As i learned how to hone a straight razor free-hand (built-in guide) and bought a 30/60x loupe for REAL edge inspection, I've learned a lot more about cutting edges and the proper sharpening thereof.
Also the Japanese Knife Tech thread here got me cranked as to how easy it is to sharpen a single bevel knife.
SO I now have a set of Norton Waterstones, combo 220/1000, 4000/8000, and the flattening stone. Know that you're going to spend some time flattening brand new Norton Stones. Keeping them flat should be much less hassle.
And I have my Edge Pro. And I use both. Plus ceramics where applicable. It's all about the edge and getting there.
WISH i'd had a good flattening stone sooner.
the 8000 Norton is finer* than my amber Belgian (razor stone). So that my razors now shave better.
I don't strop with paste, just oiled leather (vintage). the edge is mirror-reflective off the 8000.
But that that's too fine for kitchen knives according to Norton.
*Interesting thing is that the "grits" don't line up. Still looking for a cross-ref, but the water-stone and natural stone grit numbers are not the same/same. So there can be some confusion there if you're like me and get caught up with numbers. Micron finish rating is probably the most universal way of reference stones, but not many are described that way.
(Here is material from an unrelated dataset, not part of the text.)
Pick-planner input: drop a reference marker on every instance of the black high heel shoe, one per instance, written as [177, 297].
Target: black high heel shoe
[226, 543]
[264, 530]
More study determined that the problem is different standards of different sorts of abrasives and that they vary by location.
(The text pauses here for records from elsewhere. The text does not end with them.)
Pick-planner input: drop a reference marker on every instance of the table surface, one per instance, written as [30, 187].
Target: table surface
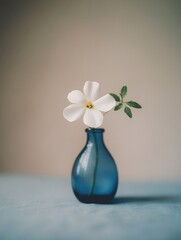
[40, 208]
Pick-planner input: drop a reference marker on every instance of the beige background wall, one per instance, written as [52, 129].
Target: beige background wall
[49, 48]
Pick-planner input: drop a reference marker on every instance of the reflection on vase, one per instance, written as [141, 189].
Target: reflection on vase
[94, 174]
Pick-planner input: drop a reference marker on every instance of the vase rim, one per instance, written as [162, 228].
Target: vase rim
[94, 129]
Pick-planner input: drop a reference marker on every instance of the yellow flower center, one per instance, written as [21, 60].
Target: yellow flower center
[89, 104]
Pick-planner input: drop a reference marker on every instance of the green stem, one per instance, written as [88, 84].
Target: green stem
[95, 169]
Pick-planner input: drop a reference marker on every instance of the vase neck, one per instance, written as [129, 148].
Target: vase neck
[95, 134]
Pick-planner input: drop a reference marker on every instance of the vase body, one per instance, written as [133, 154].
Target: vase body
[94, 173]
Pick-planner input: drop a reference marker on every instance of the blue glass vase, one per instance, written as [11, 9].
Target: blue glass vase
[94, 173]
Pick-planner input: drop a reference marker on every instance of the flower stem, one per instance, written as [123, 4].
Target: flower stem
[95, 169]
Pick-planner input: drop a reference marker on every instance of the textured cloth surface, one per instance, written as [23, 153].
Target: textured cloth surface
[39, 208]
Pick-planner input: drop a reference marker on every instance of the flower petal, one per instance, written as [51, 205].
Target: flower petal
[91, 90]
[93, 118]
[105, 103]
[73, 112]
[76, 96]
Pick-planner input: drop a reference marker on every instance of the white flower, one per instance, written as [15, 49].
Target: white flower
[88, 105]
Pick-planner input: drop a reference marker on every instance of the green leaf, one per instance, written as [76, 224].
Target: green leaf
[123, 91]
[116, 97]
[133, 104]
[119, 106]
[127, 110]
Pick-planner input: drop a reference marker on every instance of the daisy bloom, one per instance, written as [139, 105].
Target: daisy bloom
[86, 104]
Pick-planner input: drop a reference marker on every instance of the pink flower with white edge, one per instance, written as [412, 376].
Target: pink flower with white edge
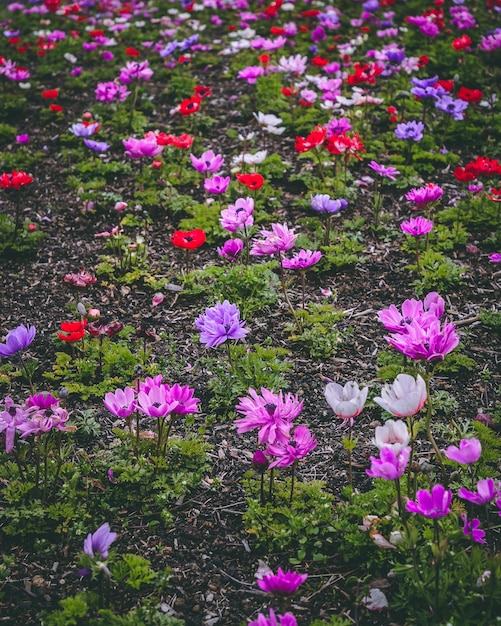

here's a handy guide: http://www.sharpeningsupplies.com/Sh...rt-W21C60.aspx
Also, there are a lot of little kinks to using the Edge Pro most effectively. My advice, watch the videos and start with high-carbon knives in fair-to-better condition (as opposed to harder steels and major corrections). Then match the factory edge EVERY chance you get. Pay attention to stone wear, and avoid big corrections to heels and bevels if you want to prolong the flatness of your stones. Use marker and magnifier OFTEN to check actual contact--check/set contact with polish tape or finest stone. Use it some then look back at the videos.
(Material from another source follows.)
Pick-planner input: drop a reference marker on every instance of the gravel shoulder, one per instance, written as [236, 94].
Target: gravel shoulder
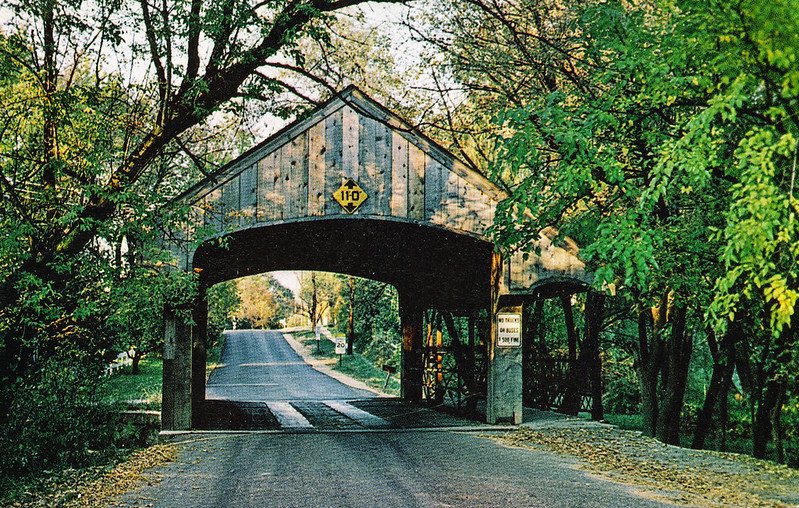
[664, 472]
And the coolest trick for the Edge Pro---is that the DMT 6x2 diamond plate fits into it and SHOULD be used for major corrections and also doubles as a stone flattener. It's available here (in single and double-sided), where i got my waterstone kit: Sharpening Supplies - Sharpen Your Knives and Tools With The Right Supplies
They have everything else too.
Single most important thing i've come to realize, until you turn a burr-you are not there. Edges can feel sharp before you get to that point. don't buy it. Get the burr, zero magnification necessary, polish it away. Tha's the edge.
Bevels is a whole discussion in itself.
...OHMY! my high-carbon Deda came in the mail today...i gotta get some fishes.
Last edited by WadePatton; 02-09-2013 at 05:48 PM.
Single bevels have also changed the way I look at sharpening. I can get such an amazing edge on my deba and yanagiba I kind of end up bummed that I can't seem to be better with my double bevel knives. At first I thought that it was just a situation that the edge can be so much finer with just the single bevel, but then I picked up one of these:
...and it's amazing. So it's me, my henckels, or a combination of the two. In the mean time, I'll keep working on them. I'm putting a rule on myself that I'm not allowed to grab another knife until I'm better at making a great edge on my current german knives.
I use a DMT coarse diamond "stone" to flatten my water stones. After working for way too long flattening a couple of new stones, I should have purchased the extra coarse. Even thought it takes a while, it's leaves a really nice surface.
As another note that has made my sharpening life better--turns out the "large" size water stones (nominally 8x3 inches) fit perfectly in a 1/2 width food tray (you know, the kind that fit in the refrigerated cases on the line? what are they called?). I got a 4 inch deep tray, and if you have the common rubber stone holder you can keep your stones in water in the tray, put the stone you're using in the rubber above it, and it will sit nicely on the edges of the tray, making more water handy and cleanup super easy.